Compatible: the gateway reuses the mesh’s client‑side mechanisms.
Both approaches eventually provide the same set of capabilities (service discovery, load balancing, retries, circuit breaking, observability, security, etc.), leading many teams to reuse existing mesh libraries when building a gateway.
3. Sidecar: The Real Overlap
When Service Mesh became mainstream, some projects began embedding a sidecar alongside the API Gateway, effectively merging the gateway’s client functions with the mesh’s sidecar. This reduces duplication and allows the gateway to focus on API management.
Examples include Ant Financial’s SOFA Gateway built on MOSN, and open‑source projects Ambassador and Gloo built on Envoy.
Although adding a sidecar introduces an extra hop, the performance impact is often mitigated by consolidating gateway logic into the sidecar itself.
4. BFF: Taking the Fusion to the End
Backend‑For‑Frontend (BFF) adds a layer between the gateway and internal services, aggregating multiple services specifically for front‑end needs. Unlike generic composite services, BFF fully owns external traffic.
When the sidecar‑enabled gateway is merged with BFF, the request path may contain two sidecars: one attached to the BFF and another representing the gateway‑sidecar. Experiments show that collapsing these into a single sidecar simplifies the topology.

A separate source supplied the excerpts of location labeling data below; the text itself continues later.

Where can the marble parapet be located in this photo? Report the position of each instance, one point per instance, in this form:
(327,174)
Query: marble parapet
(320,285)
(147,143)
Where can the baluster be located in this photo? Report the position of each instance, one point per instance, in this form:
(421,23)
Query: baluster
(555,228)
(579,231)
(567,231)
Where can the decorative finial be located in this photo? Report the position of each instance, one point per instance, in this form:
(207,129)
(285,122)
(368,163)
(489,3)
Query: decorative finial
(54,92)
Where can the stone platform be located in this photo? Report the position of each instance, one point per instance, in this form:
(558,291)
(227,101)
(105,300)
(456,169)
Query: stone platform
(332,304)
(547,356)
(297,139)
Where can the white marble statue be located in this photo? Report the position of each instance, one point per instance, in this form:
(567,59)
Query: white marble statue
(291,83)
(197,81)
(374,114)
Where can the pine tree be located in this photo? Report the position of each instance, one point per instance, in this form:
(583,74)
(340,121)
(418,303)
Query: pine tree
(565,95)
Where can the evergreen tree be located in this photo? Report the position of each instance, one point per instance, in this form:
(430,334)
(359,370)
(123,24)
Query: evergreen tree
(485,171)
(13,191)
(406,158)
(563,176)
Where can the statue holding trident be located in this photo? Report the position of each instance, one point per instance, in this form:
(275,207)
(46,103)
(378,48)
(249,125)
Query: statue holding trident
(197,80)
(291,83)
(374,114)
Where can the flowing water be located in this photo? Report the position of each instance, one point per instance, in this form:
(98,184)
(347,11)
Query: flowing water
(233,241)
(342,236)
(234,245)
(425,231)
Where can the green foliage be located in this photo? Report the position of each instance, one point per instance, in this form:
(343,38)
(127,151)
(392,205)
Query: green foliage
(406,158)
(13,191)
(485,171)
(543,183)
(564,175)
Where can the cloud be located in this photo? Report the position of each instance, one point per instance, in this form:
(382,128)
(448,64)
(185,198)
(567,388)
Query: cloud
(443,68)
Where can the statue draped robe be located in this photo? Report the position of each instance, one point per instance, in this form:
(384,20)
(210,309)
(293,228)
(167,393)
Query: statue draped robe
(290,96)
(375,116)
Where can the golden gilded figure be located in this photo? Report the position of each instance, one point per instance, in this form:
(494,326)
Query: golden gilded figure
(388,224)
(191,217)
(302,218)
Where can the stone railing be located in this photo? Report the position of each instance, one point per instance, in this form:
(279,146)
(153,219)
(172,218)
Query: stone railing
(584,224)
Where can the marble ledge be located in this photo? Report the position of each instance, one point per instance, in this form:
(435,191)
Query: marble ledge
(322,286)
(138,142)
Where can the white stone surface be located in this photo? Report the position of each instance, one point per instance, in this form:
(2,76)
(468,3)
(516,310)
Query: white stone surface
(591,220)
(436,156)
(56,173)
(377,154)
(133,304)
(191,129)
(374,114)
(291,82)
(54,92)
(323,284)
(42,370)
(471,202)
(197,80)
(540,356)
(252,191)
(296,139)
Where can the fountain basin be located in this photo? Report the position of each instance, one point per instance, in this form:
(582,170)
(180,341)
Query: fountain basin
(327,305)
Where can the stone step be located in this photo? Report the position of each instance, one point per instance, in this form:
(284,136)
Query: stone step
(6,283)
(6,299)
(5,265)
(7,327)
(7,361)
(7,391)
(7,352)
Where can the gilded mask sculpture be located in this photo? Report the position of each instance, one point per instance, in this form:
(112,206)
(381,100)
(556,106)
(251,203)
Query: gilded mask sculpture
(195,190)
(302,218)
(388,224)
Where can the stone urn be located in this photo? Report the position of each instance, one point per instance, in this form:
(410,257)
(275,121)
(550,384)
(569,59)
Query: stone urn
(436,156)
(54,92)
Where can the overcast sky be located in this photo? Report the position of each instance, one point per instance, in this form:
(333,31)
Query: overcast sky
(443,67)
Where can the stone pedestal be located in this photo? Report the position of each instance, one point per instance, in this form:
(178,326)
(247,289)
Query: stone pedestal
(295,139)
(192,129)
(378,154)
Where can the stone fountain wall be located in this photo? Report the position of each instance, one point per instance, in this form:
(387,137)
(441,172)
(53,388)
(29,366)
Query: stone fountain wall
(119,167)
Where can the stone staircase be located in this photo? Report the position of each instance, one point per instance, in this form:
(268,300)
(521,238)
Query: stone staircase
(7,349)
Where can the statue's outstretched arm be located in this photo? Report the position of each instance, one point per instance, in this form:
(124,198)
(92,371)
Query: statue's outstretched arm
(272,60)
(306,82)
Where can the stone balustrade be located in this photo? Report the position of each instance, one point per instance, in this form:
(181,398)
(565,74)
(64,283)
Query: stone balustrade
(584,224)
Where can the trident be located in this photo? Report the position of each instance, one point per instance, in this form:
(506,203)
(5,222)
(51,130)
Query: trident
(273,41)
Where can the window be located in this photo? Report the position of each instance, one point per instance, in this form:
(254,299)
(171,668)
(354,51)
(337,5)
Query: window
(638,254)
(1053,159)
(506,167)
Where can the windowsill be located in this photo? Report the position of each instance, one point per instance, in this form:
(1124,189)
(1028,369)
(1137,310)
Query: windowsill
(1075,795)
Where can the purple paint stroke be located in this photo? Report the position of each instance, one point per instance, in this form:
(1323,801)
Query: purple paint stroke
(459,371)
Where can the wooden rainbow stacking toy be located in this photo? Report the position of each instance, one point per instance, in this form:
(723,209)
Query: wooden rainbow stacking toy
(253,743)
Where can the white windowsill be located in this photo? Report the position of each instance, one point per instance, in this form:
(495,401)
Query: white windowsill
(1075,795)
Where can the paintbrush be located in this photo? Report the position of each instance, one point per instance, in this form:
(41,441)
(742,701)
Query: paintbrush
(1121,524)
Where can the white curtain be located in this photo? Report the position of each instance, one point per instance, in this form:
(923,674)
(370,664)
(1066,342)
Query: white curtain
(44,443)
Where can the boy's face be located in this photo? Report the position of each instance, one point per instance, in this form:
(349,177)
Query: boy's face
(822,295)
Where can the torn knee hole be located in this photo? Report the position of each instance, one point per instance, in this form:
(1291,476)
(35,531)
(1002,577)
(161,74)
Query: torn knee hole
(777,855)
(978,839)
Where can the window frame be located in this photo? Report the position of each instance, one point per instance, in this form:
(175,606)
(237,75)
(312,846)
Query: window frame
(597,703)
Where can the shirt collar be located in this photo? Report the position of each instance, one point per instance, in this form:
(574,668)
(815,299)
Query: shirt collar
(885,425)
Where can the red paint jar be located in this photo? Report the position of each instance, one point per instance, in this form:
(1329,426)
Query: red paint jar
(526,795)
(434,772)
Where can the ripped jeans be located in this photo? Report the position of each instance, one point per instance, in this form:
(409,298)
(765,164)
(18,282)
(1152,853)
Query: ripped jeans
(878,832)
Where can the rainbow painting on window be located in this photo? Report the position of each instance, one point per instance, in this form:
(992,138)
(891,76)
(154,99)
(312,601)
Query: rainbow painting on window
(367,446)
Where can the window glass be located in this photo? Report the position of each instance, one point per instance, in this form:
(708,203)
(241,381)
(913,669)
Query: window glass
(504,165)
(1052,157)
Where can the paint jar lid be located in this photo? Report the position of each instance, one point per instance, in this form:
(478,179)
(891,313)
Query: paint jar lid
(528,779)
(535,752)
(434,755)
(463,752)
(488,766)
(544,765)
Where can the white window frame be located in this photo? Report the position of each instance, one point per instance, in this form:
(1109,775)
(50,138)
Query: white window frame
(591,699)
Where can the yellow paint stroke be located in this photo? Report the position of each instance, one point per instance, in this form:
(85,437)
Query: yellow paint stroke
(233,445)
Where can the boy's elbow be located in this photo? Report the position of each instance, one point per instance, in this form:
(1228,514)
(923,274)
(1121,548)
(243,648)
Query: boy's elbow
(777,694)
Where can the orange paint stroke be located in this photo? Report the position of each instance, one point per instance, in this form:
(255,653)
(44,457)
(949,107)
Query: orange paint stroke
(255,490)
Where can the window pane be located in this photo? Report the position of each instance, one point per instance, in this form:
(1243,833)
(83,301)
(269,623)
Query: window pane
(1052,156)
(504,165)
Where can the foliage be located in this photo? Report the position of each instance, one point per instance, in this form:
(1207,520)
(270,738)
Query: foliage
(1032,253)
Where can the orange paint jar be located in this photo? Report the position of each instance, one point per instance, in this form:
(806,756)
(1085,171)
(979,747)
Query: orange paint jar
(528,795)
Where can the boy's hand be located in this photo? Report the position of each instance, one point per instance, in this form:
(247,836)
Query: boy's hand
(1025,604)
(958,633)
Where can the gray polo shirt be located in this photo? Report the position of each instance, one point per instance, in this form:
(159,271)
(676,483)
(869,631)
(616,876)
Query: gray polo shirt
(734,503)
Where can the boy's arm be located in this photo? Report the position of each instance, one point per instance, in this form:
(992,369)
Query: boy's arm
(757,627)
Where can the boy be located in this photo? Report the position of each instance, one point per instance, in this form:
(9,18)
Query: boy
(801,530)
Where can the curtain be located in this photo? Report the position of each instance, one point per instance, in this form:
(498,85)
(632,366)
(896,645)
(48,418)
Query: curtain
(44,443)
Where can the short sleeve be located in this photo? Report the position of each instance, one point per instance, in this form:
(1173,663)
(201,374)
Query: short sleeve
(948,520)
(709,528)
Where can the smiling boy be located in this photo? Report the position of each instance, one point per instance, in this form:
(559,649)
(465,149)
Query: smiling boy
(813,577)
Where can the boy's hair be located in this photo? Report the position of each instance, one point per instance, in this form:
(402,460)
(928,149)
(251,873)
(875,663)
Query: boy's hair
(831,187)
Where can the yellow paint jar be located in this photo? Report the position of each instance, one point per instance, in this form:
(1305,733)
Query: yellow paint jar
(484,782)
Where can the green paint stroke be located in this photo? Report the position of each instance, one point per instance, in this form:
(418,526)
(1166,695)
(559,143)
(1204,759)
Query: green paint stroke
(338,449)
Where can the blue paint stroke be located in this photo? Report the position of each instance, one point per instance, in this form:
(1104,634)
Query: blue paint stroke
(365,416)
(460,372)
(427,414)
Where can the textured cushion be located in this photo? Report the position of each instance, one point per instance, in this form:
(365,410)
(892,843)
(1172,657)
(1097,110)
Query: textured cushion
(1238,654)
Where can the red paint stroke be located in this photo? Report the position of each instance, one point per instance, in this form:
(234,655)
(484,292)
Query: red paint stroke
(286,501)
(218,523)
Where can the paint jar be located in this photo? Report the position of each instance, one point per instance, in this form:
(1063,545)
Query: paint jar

In this configuration the physical gateway disappears; each BFF instance carries its own sidecar, achieving a decentralized gateway architecture.
5. Summary
Overall, Service Mesh and API Gateway have historically clear, separate responsibilities, but recent trends show increasing convergence through library reuse, sidecar integration, and BFF‑driven decentralization. Ant Financial’s experiments illustrate how MOSN‑based sidecars can power both mesh and gateway functions, hinting at future cloud‑native networking patterns.
MOSN (Modular Open Smart Network) is a Go‑based, cloud‑native proxy developed by Ant Financial, supporting xDS APIs and usable as a Service Mesh data plane, load balancer, API gateway, or ingress controller.